Dogs never lie about love.
Animals are, like us, endangered species on an endangered planet, and we are the ones who are endangering them, it, and ourselves. They are innocent sufferers in a hell of our making.
Animals love and suffer, cry and laugh; their hearts rise up in anticipation and fall in despair...they feel.
Perhaps one central reason for loving dogs is that they take us away from this obsession with ourselves. When our thoughts start to go in circles, and we seem unable to break away, wondering what horrible event the future holds for us, the dog opens a window into the delight of the moment.
Love for a dog during childhood is one of the deepest and purest emotions we are ever likely to have, and it remains with us for the rest of our lives. For some people, their first experience with love is with a dog. The fact that the dog returns the love so fiercely, so openly, so unambivalently, is for many children a unique and lasting experience.
We need cats to need us. It unnerves us that they do not. However, if they do not need us, they nonetheless seem to love us.
Every time I told my cocker spaniel, Taffy, my very first dog, that we were going for a walk, she would launch into a celebratory dance that ended with her racing around the room, always clockwise, and faster and faster, as if her joy could not be possibly contained.
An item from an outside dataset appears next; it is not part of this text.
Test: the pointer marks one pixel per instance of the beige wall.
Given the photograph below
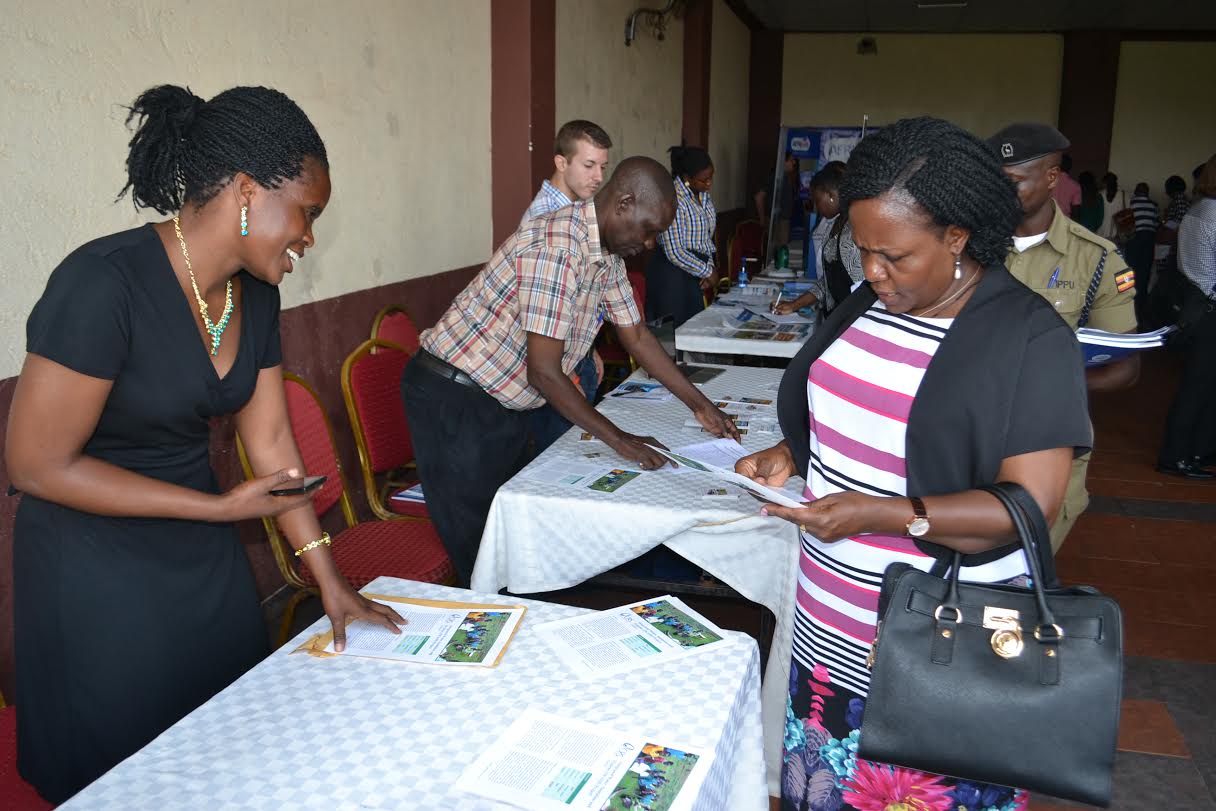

Even as a young boy I knew that hardly any creature could express joy so vividly as a dog.
Dogs love us not only because we feed them, walk them, or groom them, or protect them, but because we are fun. How astonishing!
Hardly any animal can look as deeply disappointed as a dog to whom one says "no."
What struck me whenever I visited a farm was how much more sophisticated was the life the animals were capable of living than was assumed by those exploiting them. The more we are willing to see about their lives, the more we will see. Humans seem to take perverse pleasure in attributing stupidity to animals when it is almost always entirely a question of human ignorance.
Questers of the truth, that’s who dogs are; seekers after the invisible scent of another being’s authentic core.
After a lifetime of affectionate regard for dogs and many years of close observation and reflection, I have reached the conclusion that dogs feel more than I do (I am not prepared to speak for other people). They feel more, and they feel more purely and more intensely.
Many people have heard the remarkable example of devotion involving a Skye terrier dog who worked for a Scottish shepherd named Old Jock. In 1858, the day after Jock was buried (with almost nobody present to mourn him except his shaggy dog) in the churchyard at Greyfriars Abbey in Edinburgh, Bobby was found sleeping on his master's grave, where he continued to sleep every night for fourteen years.
The curiosity of cats is, like their affection, of a purity and intensity rarely seen in humans. We would be jaded when faced with the fiftieth paper bag. Not so our cats.
We might miss the sign or we may be unable to read the expression, but it is almost a contradiction in terms to say that a dog feels something but does not show it. What a dog feels, a dog shows, and, conversely, what a dog shows, a dog actually does feel.